Ageing and the risks of dental disease

ALTHOUGH it can be said that the major problems encountered in dentistry generally commensurate with the ageing of the patient, there are widespread misconceptions about such implications.

Interdisciplinary research in the human ageing process ( gerontology) has demonstrated that it is the effects of disease and not ageing itself, that is most significant for the perceptions of ourselves and others as either “youthful” or “elderly.” We should therefore not be afraid of age, but we should be aware of health hazards.

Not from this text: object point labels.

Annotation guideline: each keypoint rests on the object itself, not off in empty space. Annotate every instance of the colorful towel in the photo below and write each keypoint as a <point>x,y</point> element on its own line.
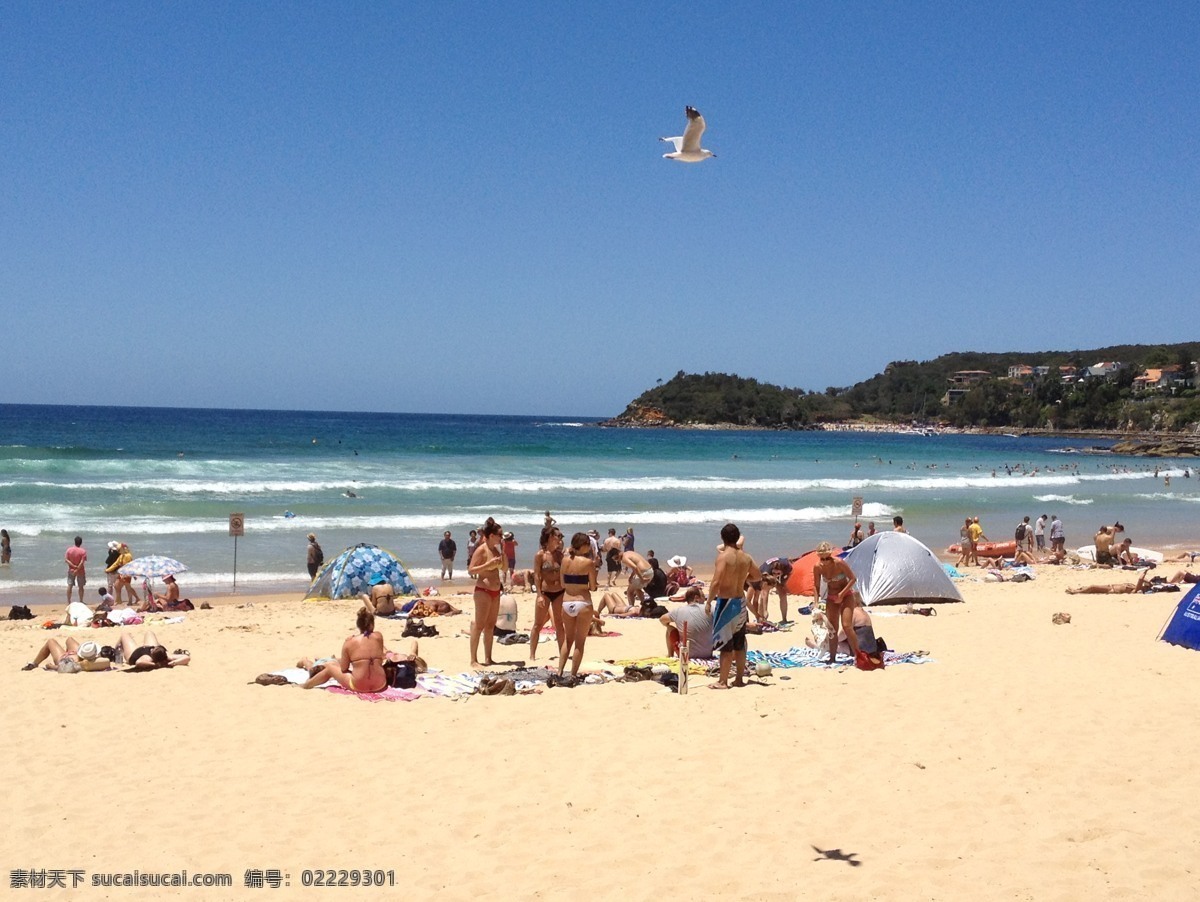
<point>388,695</point>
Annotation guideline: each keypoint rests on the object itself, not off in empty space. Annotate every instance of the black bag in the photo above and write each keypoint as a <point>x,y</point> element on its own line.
<point>418,629</point>
<point>401,674</point>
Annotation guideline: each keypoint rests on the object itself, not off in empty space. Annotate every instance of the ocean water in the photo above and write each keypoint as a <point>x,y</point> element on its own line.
<point>166,481</point>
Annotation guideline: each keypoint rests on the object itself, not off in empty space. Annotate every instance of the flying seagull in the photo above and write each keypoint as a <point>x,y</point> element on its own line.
<point>688,149</point>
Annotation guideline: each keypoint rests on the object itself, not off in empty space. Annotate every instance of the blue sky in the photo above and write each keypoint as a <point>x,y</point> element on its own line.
<point>462,206</point>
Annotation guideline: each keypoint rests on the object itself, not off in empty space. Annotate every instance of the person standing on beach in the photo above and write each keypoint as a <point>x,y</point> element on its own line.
<point>1057,537</point>
<point>840,596</point>
<point>486,566</point>
<point>640,575</point>
<point>964,545</point>
<point>977,536</point>
<point>316,555</point>
<point>726,605</point>
<point>111,564</point>
<point>76,559</point>
<point>611,549</point>
<point>447,549</point>
<point>1039,531</point>
<point>547,579</point>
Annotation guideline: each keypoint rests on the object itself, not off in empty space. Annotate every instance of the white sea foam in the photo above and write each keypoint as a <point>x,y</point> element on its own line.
<point>88,522</point>
<point>304,488</point>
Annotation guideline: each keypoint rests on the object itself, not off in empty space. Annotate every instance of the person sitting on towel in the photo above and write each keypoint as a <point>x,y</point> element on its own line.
<point>359,667</point>
<point>700,626</point>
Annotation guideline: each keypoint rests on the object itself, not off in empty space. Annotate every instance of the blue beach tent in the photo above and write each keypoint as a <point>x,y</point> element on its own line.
<point>1183,627</point>
<point>351,573</point>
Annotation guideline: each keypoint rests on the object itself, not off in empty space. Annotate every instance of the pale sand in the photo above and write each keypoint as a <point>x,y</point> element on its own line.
<point>1030,761</point>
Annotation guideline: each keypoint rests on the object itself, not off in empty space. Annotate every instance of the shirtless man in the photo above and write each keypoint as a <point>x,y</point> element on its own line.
<point>611,551</point>
<point>1111,588</point>
<point>726,605</point>
<point>640,575</point>
<point>381,600</point>
<point>1104,547</point>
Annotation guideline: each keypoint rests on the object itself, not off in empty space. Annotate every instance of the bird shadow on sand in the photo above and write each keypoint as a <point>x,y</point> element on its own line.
<point>850,858</point>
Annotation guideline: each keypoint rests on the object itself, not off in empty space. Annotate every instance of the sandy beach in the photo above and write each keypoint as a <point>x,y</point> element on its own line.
<point>1025,761</point>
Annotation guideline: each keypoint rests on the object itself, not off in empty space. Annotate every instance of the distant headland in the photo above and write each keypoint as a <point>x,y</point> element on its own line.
<point>1145,395</point>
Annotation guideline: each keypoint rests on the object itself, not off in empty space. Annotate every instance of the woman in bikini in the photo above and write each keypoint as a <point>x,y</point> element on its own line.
<point>486,565</point>
<point>547,579</point>
<point>579,582</point>
<point>840,596</point>
<point>360,666</point>
<point>150,655</point>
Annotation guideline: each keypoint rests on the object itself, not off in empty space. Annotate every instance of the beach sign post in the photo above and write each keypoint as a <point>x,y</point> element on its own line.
<point>237,528</point>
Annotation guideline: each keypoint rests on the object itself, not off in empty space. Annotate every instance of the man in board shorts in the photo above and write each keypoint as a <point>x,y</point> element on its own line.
<point>726,603</point>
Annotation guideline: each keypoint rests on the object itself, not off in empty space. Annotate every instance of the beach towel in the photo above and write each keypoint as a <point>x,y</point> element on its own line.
<point>388,695</point>
<point>811,657</point>
<point>729,617</point>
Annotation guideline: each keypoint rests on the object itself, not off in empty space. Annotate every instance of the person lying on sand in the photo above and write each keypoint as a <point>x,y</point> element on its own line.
<point>359,667</point>
<point>87,655</point>
<point>617,605</point>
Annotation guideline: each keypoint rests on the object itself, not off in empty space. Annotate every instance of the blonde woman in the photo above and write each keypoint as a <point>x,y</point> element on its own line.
<point>486,564</point>
<point>547,579</point>
<point>840,596</point>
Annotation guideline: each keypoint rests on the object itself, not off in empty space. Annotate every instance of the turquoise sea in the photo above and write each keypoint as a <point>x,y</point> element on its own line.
<point>166,481</point>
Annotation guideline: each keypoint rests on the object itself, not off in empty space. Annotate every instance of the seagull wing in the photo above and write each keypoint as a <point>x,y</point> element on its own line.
<point>695,128</point>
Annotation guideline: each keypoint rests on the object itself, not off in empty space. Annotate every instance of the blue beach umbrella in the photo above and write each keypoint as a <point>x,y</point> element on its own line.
<point>153,565</point>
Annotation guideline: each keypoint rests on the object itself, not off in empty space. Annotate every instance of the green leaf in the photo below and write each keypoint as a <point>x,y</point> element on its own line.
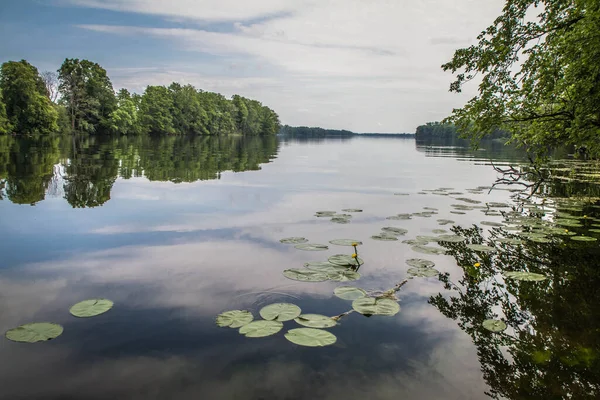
<point>34,332</point>
<point>91,308</point>
<point>372,306</point>
<point>305,275</point>
<point>261,328</point>
<point>349,292</point>
<point>280,312</point>
<point>310,337</point>
<point>234,318</point>
<point>494,325</point>
<point>315,321</point>
<point>294,240</point>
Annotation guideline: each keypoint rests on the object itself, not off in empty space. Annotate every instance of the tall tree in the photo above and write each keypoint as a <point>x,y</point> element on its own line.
<point>88,94</point>
<point>24,94</point>
<point>540,77</point>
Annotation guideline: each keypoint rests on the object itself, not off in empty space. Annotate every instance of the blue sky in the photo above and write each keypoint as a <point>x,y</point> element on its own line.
<point>365,66</point>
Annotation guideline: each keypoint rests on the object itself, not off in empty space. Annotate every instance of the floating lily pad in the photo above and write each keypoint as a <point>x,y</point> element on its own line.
<point>306,275</point>
<point>91,308</point>
<point>481,247</point>
<point>423,272</point>
<point>372,306</point>
<point>394,231</point>
<point>524,276</point>
<point>494,325</point>
<point>345,242</point>
<point>583,238</point>
<point>294,240</point>
<point>234,318</point>
<point>349,292</point>
<point>315,321</point>
<point>280,312</point>
<point>34,332</point>
<point>311,247</point>
<point>428,250</point>
<point>345,260</point>
<point>384,237</point>
<point>310,337</point>
<point>420,263</point>
<point>343,276</point>
<point>261,328</point>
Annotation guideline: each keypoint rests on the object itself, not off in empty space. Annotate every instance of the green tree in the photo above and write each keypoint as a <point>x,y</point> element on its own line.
<point>88,94</point>
<point>539,76</point>
<point>27,108</point>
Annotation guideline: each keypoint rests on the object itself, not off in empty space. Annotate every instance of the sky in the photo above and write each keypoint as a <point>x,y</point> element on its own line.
<point>361,65</point>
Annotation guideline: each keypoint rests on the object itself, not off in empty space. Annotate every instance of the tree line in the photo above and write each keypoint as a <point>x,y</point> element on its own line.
<point>80,98</point>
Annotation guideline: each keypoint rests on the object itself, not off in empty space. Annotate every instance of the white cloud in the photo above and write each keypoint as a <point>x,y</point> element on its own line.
<point>365,66</point>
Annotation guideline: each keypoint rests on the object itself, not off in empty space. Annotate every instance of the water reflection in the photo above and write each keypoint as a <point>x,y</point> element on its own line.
<point>84,169</point>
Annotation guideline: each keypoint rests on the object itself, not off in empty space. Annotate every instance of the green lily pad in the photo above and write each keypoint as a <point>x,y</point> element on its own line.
<point>310,337</point>
<point>420,263</point>
<point>393,231</point>
<point>428,250</point>
<point>294,240</point>
<point>583,238</point>
<point>280,312</point>
<point>349,292</point>
<point>481,247</point>
<point>315,321</point>
<point>345,260</point>
<point>91,308</point>
<point>261,328</point>
<point>343,276</point>
<point>385,237</point>
<point>494,325</point>
<point>234,318</point>
<point>524,276</point>
<point>306,275</point>
<point>34,332</point>
<point>311,247</point>
<point>372,306</point>
<point>423,272</point>
<point>345,242</point>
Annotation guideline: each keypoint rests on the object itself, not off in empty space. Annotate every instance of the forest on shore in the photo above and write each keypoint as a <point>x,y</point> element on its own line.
<point>80,98</point>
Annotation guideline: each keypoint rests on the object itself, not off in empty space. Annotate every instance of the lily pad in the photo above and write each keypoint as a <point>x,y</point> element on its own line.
<point>349,292</point>
<point>310,337</point>
<point>306,275</point>
<point>481,248</point>
<point>524,276</point>
<point>34,332</point>
<point>423,272</point>
<point>345,242</point>
<point>494,325</point>
<point>394,231</point>
<point>372,306</point>
<point>280,312</point>
<point>91,308</point>
<point>315,321</point>
<point>345,260</point>
<point>311,247</point>
<point>428,250</point>
<point>420,263</point>
<point>294,240</point>
<point>385,237</point>
<point>261,328</point>
<point>234,318</point>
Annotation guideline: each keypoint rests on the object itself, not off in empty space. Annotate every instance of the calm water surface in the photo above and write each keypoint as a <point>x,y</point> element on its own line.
<point>176,231</point>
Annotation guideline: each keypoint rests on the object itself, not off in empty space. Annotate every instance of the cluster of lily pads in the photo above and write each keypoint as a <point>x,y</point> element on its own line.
<point>44,331</point>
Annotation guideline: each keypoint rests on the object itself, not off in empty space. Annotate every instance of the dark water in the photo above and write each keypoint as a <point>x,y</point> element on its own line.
<point>178,230</point>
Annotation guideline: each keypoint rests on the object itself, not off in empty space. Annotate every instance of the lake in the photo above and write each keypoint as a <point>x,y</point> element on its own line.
<point>177,230</point>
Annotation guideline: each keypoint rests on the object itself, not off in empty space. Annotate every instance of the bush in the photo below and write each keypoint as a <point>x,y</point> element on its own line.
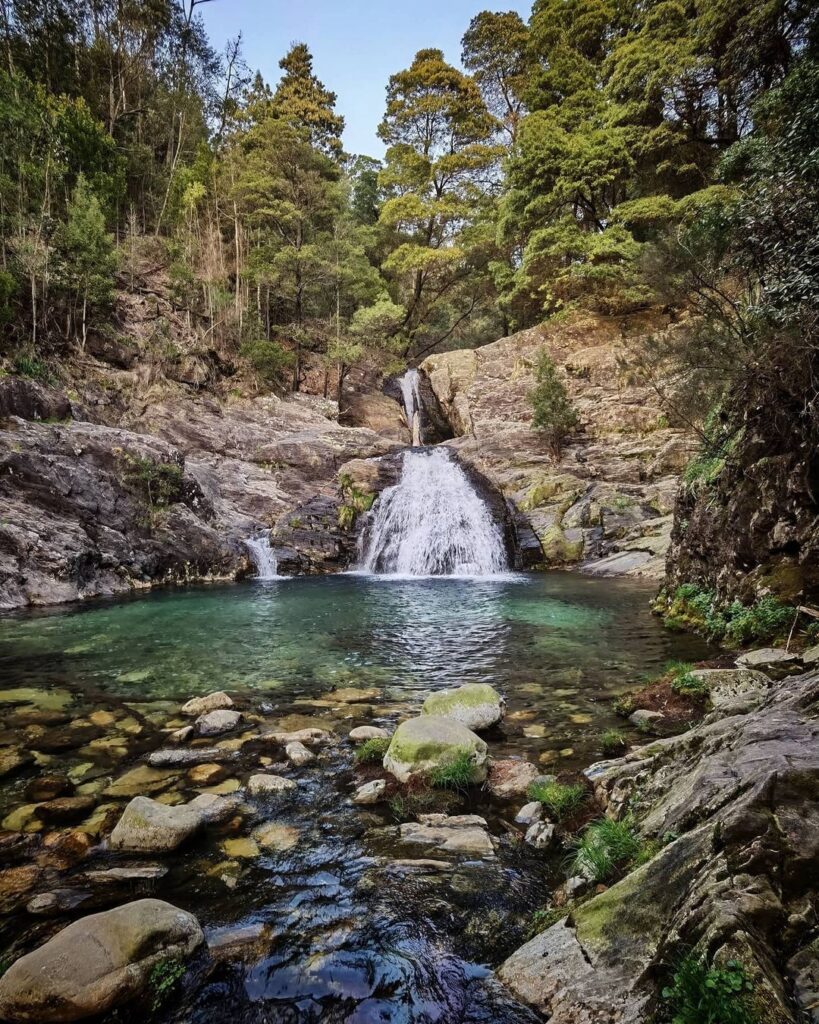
<point>607,848</point>
<point>553,413</point>
<point>702,994</point>
<point>372,751</point>
<point>456,774</point>
<point>269,359</point>
<point>559,800</point>
<point>612,741</point>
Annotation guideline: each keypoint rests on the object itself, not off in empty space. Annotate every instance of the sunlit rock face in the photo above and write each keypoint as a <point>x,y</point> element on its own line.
<point>607,504</point>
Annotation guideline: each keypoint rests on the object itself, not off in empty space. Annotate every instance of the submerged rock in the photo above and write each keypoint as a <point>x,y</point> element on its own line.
<point>467,834</point>
<point>269,785</point>
<point>147,826</point>
<point>371,793</point>
<point>510,778</point>
<point>421,744</point>
<point>96,964</point>
<point>216,722</point>
<point>202,706</point>
<point>477,706</point>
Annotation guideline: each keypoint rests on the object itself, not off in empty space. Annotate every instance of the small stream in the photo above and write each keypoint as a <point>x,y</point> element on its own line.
<point>335,927</point>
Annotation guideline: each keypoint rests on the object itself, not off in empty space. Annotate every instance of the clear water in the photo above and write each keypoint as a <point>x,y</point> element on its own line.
<point>559,644</point>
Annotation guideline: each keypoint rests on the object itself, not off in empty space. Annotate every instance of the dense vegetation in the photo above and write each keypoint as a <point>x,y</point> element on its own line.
<point>610,156</point>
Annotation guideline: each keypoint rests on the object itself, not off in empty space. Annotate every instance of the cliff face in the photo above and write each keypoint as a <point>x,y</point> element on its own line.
<point>607,503</point>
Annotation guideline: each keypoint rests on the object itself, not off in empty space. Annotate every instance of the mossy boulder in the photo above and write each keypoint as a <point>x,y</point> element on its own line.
<point>430,741</point>
<point>477,706</point>
<point>97,963</point>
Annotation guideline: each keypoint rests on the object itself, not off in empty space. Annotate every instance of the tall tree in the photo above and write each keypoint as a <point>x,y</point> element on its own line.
<point>440,174</point>
<point>302,100</point>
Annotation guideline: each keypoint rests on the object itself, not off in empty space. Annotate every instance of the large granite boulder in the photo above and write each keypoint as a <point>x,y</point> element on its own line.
<point>733,806</point>
<point>147,826</point>
<point>96,964</point>
<point>477,706</point>
<point>421,744</point>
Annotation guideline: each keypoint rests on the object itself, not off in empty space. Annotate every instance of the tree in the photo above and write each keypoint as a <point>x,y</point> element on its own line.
<point>494,50</point>
<point>553,413</point>
<point>86,260</point>
<point>302,100</point>
<point>440,174</point>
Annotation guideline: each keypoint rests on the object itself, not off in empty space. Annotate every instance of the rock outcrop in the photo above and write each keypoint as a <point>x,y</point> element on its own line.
<point>607,504</point>
<point>734,803</point>
<point>96,964</point>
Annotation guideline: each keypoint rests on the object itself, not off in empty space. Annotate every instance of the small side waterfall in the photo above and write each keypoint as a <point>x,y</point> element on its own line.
<point>263,557</point>
<point>411,396</point>
<point>432,522</point>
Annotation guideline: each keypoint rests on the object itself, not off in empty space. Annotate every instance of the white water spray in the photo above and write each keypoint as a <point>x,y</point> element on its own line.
<point>411,397</point>
<point>263,557</point>
<point>432,522</point>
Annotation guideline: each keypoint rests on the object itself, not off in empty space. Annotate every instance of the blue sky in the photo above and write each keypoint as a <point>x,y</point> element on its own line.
<point>356,45</point>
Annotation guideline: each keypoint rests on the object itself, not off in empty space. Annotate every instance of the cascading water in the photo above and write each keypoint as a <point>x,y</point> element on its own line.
<point>263,557</point>
<point>432,522</point>
<point>411,396</point>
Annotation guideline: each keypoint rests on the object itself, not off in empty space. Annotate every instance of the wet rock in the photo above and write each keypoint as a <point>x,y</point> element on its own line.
<point>477,706</point>
<point>371,793</point>
<point>172,758</point>
<point>644,716</point>
<point>309,737</point>
<point>12,760</point>
<point>147,826</point>
<point>96,964</point>
<point>65,810</point>
<point>510,778</point>
<point>771,658</point>
<point>202,706</point>
<point>364,732</point>
<point>734,690</point>
<point>529,813</point>
<point>461,834</point>
<point>216,722</point>
<point>422,743</point>
<point>269,785</point>
<point>48,787</point>
<point>542,836</point>
<point>207,774</point>
<point>298,754</point>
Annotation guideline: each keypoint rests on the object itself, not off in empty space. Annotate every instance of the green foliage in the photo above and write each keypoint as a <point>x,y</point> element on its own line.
<point>163,979</point>
<point>553,413</point>
<point>541,920</point>
<point>612,741</point>
<point>702,994</point>
<point>559,800</point>
<point>372,751</point>
<point>269,359</point>
<point>455,774</point>
<point>608,848</point>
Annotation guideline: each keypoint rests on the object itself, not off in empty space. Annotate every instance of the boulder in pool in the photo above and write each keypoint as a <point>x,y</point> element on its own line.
<point>421,744</point>
<point>147,826</point>
<point>477,706</point>
<point>97,963</point>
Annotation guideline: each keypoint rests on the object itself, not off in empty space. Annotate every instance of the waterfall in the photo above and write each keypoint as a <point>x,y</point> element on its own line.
<point>411,396</point>
<point>263,557</point>
<point>432,522</point>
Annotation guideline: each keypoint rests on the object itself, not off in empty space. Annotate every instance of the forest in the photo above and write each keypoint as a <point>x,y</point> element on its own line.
<point>604,156</point>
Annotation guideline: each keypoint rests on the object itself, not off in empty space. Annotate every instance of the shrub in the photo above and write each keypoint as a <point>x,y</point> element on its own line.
<point>163,979</point>
<point>456,774</point>
<point>702,994</point>
<point>607,848</point>
<point>553,413</point>
<point>558,799</point>
<point>612,741</point>
<point>372,751</point>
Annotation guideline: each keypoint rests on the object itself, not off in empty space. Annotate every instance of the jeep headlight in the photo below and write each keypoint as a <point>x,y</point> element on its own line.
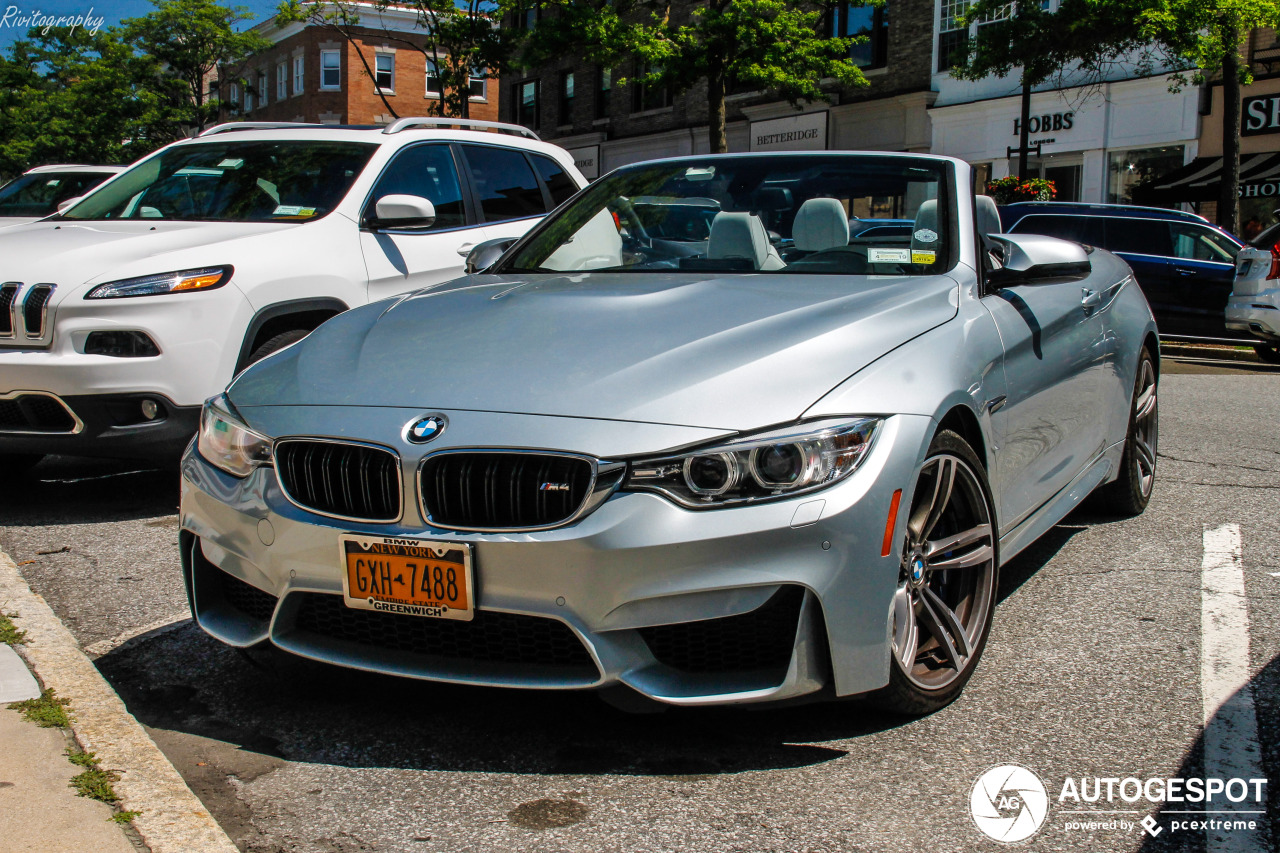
<point>778,464</point>
<point>184,281</point>
<point>227,443</point>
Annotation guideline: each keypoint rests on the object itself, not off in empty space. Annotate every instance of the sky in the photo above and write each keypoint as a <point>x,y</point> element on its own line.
<point>110,12</point>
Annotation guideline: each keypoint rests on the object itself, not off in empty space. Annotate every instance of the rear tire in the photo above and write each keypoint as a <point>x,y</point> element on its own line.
<point>1269,352</point>
<point>947,582</point>
<point>275,343</point>
<point>1130,492</point>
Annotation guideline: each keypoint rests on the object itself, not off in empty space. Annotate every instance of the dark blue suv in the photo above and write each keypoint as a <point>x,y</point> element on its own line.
<point>1183,264</point>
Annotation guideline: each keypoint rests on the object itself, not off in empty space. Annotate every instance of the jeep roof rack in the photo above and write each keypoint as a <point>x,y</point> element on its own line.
<point>227,127</point>
<point>414,121</point>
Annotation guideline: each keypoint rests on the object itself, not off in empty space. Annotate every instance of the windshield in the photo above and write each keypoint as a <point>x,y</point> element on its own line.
<point>39,195</point>
<point>792,214</point>
<point>232,182</point>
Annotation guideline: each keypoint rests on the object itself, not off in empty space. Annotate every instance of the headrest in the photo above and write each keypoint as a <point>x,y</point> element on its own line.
<point>988,215</point>
<point>739,235</point>
<point>821,224</point>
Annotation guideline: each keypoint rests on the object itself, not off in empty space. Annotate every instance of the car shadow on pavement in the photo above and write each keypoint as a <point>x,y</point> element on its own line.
<point>1266,699</point>
<point>273,703</point>
<point>63,489</point>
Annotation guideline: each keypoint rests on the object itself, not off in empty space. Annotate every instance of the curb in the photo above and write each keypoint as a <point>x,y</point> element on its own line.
<point>172,819</point>
<point>1207,351</point>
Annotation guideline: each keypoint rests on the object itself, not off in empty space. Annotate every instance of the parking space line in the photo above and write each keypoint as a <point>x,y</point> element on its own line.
<point>1232,748</point>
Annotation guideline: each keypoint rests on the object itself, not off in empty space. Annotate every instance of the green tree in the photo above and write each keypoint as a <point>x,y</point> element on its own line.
<point>772,45</point>
<point>461,39</point>
<point>191,39</point>
<point>53,90</point>
<point>1080,39</point>
<point>1208,35</point>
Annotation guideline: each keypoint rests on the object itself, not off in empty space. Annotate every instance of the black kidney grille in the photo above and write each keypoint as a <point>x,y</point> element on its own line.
<point>502,489</point>
<point>247,598</point>
<point>760,639</point>
<point>35,414</point>
<point>33,309</point>
<point>351,480</point>
<point>489,637</point>
<point>7,295</point>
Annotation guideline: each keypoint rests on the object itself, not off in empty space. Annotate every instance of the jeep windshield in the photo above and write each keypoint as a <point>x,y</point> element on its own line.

We often become demure about our age as we grow older. We are so influenced by today’s youth culture that youthfulness remains an ideal for us. But this is not necessarily so.
One of the first questions that patients must answer at a visit to the dentist is how old they are! We love to classify people by age. There is a risk, however, that the date of birth becomes more significant than the individual

The elderly person does not lose his or her teeth because he or she has grown old. They lose them because of diseases, the oral ills frequently mirroring the general ones. Remember the risk for disease increases with age.

Dental disease and alterations in saliva and mucous membranes may be early symptoms of a decrease of the general health status of elderly persons. These may indicate a weakening of the tissues’ biological defence thresholds for different stresses. Few tissues in the human body must withstand what the oral tissues must, not only in terms of possible dryness, but also mechanically, chemically, thermally, microbially, and galvanically (electrically).

Oral tissues occasionally show relatively specific signs of system illness and negative social habits, but, most frequently, less characteristic reaction patterns are seen that cannot immediately be diagnosed. These are, however, usually specific for the individual and thus form a kind of biological “ fingerprint” which changes with variations in health.

The vital point to note is that we are all biologically unique individuals from birth and become functionally, increasingly diverse until we are very old. We must sooner or later “pay” for the way we have used our biological resources. The way we pay has to do with our genetic makeup, and the combined influence of the accumulated consequences of many years of physiological age changes, bouts of illnesses, uses and abuses of medications, risky lifestyles and wanton neglect to care our bodies. From a psychological point of view, we become caricatures of ourselves in later years and invariably we must take the blame.